Lena offered her own Tumblr post for sharing, and there’s a bit of a mourning thread that’s developed on the previous regular DGC post, but feel free to offer your thoughts here.

I’d planned to do a post of live cover performances today, and Cornell’s take on “Billie Jean” was on my list. Instead, I offer three acoustic performances by Chris from various times in his career.

The first was originally performed by Mad Season, fronted by Layne Staley, and which included Mike McCready of Pearl Jam and Temple of the Dog. The second was written by Prince, recorded by Sinead O’Connor, and covered by dozens of musicians in the wake of Prince’s death. Cornell’s version predates that, and, at the time, was simply a beautiful cover. Today, it feels much heavier to me. The third song was initially written and performed by Chris Cornell as part of Temple of the Dog and written in tribute to Andrew Wood, another musician fundamental to forming the grunge scene in Seattle.



4 Comments

  • Lenalena says:

    I keep tearing up, today.
    Just now I got an email from a former yoga student who I haven’t seen in in years, asking me if I was okay, because he could remember how much I loved Chris.

    I am wearing my ‘no one sings like you anymore’ t-shirt today. Appropriate.

    Of all the grunge bands I’ve loved, Soundgarden is the one that I listen to most 25 years down the road.

  • s says:

    My heart…

  • daron says:

    This one isn’t hitting me the way Bowie did. Losing Bowie was like losing a piece of my soul I didn’t know I needed, like losing a god who wasn’t supposed to be able to die. Chris Cornell… hits really close to home. You know he was only a couple of years older than me. We’re from basically the same generation of musicians and we had a lot of similar experiences. I identified with him in so many ways.

    Trying to make sense of it. It strikes me hard that he was on the road when he hung himself. That he had taken his anti-anxiety meds–which were supposed to help him–but maybe took too many. That he was alone, that his wife was at home. She was worried about him after talking to him and sent a friend to check on him… who found him dead.

    It gives me flashbacks to Ziggy.
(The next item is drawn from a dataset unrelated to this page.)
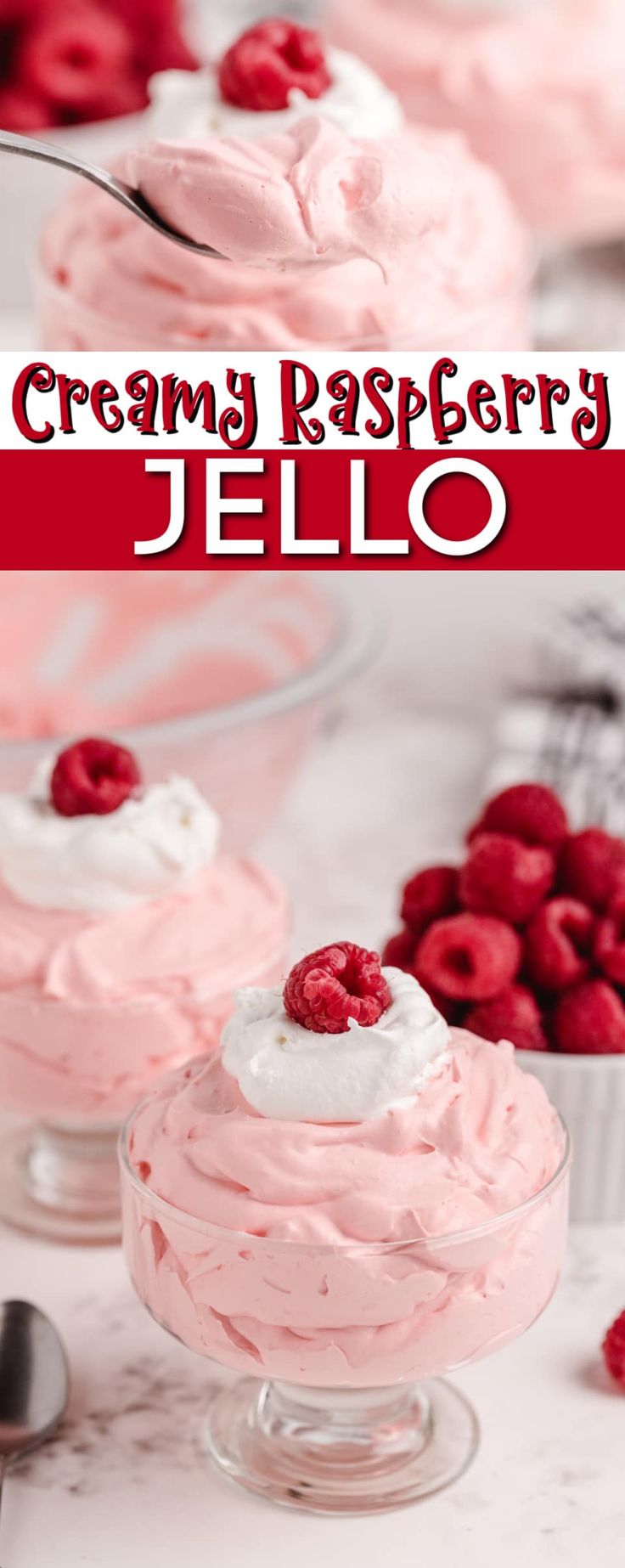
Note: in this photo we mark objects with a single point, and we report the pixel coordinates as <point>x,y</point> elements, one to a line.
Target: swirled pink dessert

It gives me flashbacks to myself. “But we were young and stupid” is something I tell myself often these days. But Chris Cornell was neither young nor stupid. What was going through his mind? How long had he contemplated doing it? What demons haunted him? What was missing from his life that left him vulnerable to such doubt?

    I don’t know the answers to those questions for Chris Cornell. I do know it’s crucial to answer those last two questions for one’s self. It took me a long time to slay my demons, or to at least chop them down to a manageable size. What’s scary is from the outside it looked like Chris really had beat his demons. He spoke so articulately about music, about song writing, about fame, and even about depression and pain, that it gave the illusion that he had it all under control.
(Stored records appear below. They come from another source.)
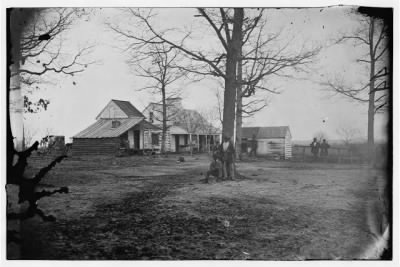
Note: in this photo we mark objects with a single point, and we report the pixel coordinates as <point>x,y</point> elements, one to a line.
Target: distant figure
<point>315,148</point>
<point>228,155</point>
<point>324,149</point>
<point>253,148</point>
<point>215,168</point>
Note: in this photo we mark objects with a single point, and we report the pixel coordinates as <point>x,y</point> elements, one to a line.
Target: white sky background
<point>302,104</point>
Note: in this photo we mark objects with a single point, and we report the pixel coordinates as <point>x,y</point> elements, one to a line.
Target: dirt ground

    I can’t help but compare him to Kurt. Who was also my age. (Shit, we’re exactly a year apart.) I don’t think Kurt ever got to enjoy his fame or success. He was in near-constant physical pain from his stomach problems and was a tormented soul in a lot of ways that he never had a chance to outgrow. In my mind Chris Cornell was his opposite, the one who beat his demons instead of succumbing to them. Being wrong about that almost makes me feel like I’m somehow responsible for it, like all of us who thought he was okay somehow kept him from getting help. I know that’s not true, but that’s how hard it is to process. I didn’t even know him and I feel guilt over it.

    You may have noticed that recent chapters have an undercurrent of me needing a ton of help from the people in my life just to make it through each day, and how hard it was for me to accept that help. I think I’ve gotten better about it, but what if I didn’t?
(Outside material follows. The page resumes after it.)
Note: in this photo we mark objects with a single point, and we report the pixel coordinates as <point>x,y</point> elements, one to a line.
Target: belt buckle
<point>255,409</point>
    What I picture when I think of Chris Cornell, alone in a hotel, taking his anti-anxiety meds, calling his wife, and then making the decision to end himself… I can’t place the blame on him at all, actually. Or on the people around him. I place the blame on the craven, greedy politicians who have decided the rest of us should die in wars and for-profit prisons and without health care and without safe food or water while their corporate masters reap huge profits and tax breaks. They’re the ones who have created a world of doubt, who want to pretend the polar ice isn’t melting, that we don’t need vaccines. To them the only thing to fear is people who are different from them, whether that’s trans people in bathrooms or suicide bombers from some other part of the world.

    If there’s anyone to blame, it’s them. That’s the only way I can accept his death: as a casualty in the war that we have to win. I could be completely wrong. It could just be too many Ativan triggered self-harm, a known side-effect. But it wasn’t just one thing that “caused” it–it was all of them together creating the perfect storm.

    Rest in peace, my brother. Your fight is over. Ours is just begun.